In the "December 12th" Thread, Andy made this thought provoking comment:
Somehow we've always seemed to muddle through. Not sure if that's because of luck or some unseen force in the system or what. Can it continue? Probably not.
My concern is whether or not we have retained the ability to "muddle" in a productive direction. I wonder if our long standing, stable and productive form of government and governance is still what the masses, and more importantly, the power brokers, really want.
It is unsettling to see how our perceptions have been altered by the Bush experience. Chris Matthews of MSNBC recently asked a former Bachman campaign manager:
"Would you like to see her commander in chief of the United States?"
While there is no such position or title identified nor authorized in our Constitution, the title is gaining more and more common usage. Do the people really want to have a "Commander in Chief" of the country itself? If the United States is effectively "We, The People", then does that mean "CINCUS" (Interestingly pronounced "Sink Us") exercises command authority over each and every person in the country?
Should we return to calling the CINCUS "His High Mightiness, the President of the United States and Protector of their Liberties", as was the title originally used by Washington until James Madison and the House of Reps demanded something a bit less lofty?
Nearly 200 years after the outrage over "His High Mightiness" had simplified the President's Title to "Mr President", Richard Nixon made a short foray into adding a touch of imperial majesty to his surroundings by putting the White House Police into garish uniforms he helped design, making the Marine Guards' Dress Blues look like leisure suits. The outrage was almost universal. Time magazine editorially wondered at the time whether the White House would soon revert to its old name, which, for a while during the 19th century, was the "President's Palace". Perhaps contemporary folks will begin calling the White House the CINCUS' Command Post?
Is it not just a bit perplexing that so many of those who wish to "return to the Constitution of the Founding Fathers" lean towards semantics, perceptions and practices that are quite alien to what was put in place all those years ago?

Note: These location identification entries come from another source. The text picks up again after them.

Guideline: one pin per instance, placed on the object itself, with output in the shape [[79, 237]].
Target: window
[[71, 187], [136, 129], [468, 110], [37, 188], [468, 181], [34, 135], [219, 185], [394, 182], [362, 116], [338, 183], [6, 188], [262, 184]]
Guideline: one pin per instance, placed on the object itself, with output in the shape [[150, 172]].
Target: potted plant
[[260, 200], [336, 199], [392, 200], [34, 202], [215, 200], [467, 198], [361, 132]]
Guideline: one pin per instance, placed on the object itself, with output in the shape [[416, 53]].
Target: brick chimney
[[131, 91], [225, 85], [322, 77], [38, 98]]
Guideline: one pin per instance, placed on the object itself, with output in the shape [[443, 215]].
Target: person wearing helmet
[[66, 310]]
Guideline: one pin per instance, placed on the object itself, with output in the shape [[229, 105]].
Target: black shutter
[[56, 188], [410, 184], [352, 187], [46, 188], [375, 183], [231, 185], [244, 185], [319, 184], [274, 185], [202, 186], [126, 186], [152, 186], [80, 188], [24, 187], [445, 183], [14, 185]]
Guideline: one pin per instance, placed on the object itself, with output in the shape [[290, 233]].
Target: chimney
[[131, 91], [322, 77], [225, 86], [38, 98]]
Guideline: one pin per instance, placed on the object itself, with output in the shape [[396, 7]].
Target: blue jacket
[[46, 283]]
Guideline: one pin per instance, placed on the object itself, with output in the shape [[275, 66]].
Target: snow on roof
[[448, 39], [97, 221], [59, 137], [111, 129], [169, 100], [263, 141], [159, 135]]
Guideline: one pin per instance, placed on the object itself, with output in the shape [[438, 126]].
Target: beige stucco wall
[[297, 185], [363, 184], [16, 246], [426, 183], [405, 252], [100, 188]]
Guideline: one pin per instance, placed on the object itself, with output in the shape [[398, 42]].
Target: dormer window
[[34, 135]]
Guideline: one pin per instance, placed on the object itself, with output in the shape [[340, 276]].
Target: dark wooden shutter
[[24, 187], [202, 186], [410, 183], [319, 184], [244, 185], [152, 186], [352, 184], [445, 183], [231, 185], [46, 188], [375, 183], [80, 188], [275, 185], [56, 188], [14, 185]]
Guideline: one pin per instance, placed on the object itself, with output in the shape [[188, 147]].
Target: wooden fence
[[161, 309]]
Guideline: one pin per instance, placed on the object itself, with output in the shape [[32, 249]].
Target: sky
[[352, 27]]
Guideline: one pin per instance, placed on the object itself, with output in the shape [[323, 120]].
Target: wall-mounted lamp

The late Rodney Smith, PhD, who brilliantly taught 9th Grade US History and Government in my high school, impressed upon us "the beauty" of how the framers of the Constitution strove to insure the continuity of our sovereign existence and provide for a "peaceful transition of Power" from one administration and Congress to the next. How he must be rolling in his grave as we now see that the objective of partisan politics has become the "overthrow" of an administration. Just listen to the many, many voices, both in and out of elective office, that clamor for same. Consider the ridiculous, never ending "investigations" of President Clinton and his friends, and the attempt at impeaching him over a BJ, when nothing more substantive could be found. Overthrow by any means available! All too many of us want to live in a "Banana Republic", as long as we are the ones in power.
More than the trends towards a militaristic police state, the disregard for "peaceful transition of power" leaves me unsettled. The recent debt ceiling extortion shows that many no longer care to recognize the legitimacy and lawful obligations of previous elected governments of our country. Where Nixon's Police uniforms gave the visual impression of a Banana Republic, actual recent legislative actions is the behavior of one!
But it not just an undercurrent of militant political "violence" to topple a government. Couple this with the recent voices of "yes" at the question of whether an uninsured person in a coma should be left to die, and one has to wonder. Once upon a time, the basic conventions of civility would have led people to keep such thoughts to themselves. And these cries to let the uninsured die came from an audience of people who's political platform is supposedly "Pro-Life".
So, I guess my worry for the future is that we may see many more significant shocks to our "system", and I'm not sure they will be the kind that can be muddled out from under. There is a limit to how much trauma an organism can withstand.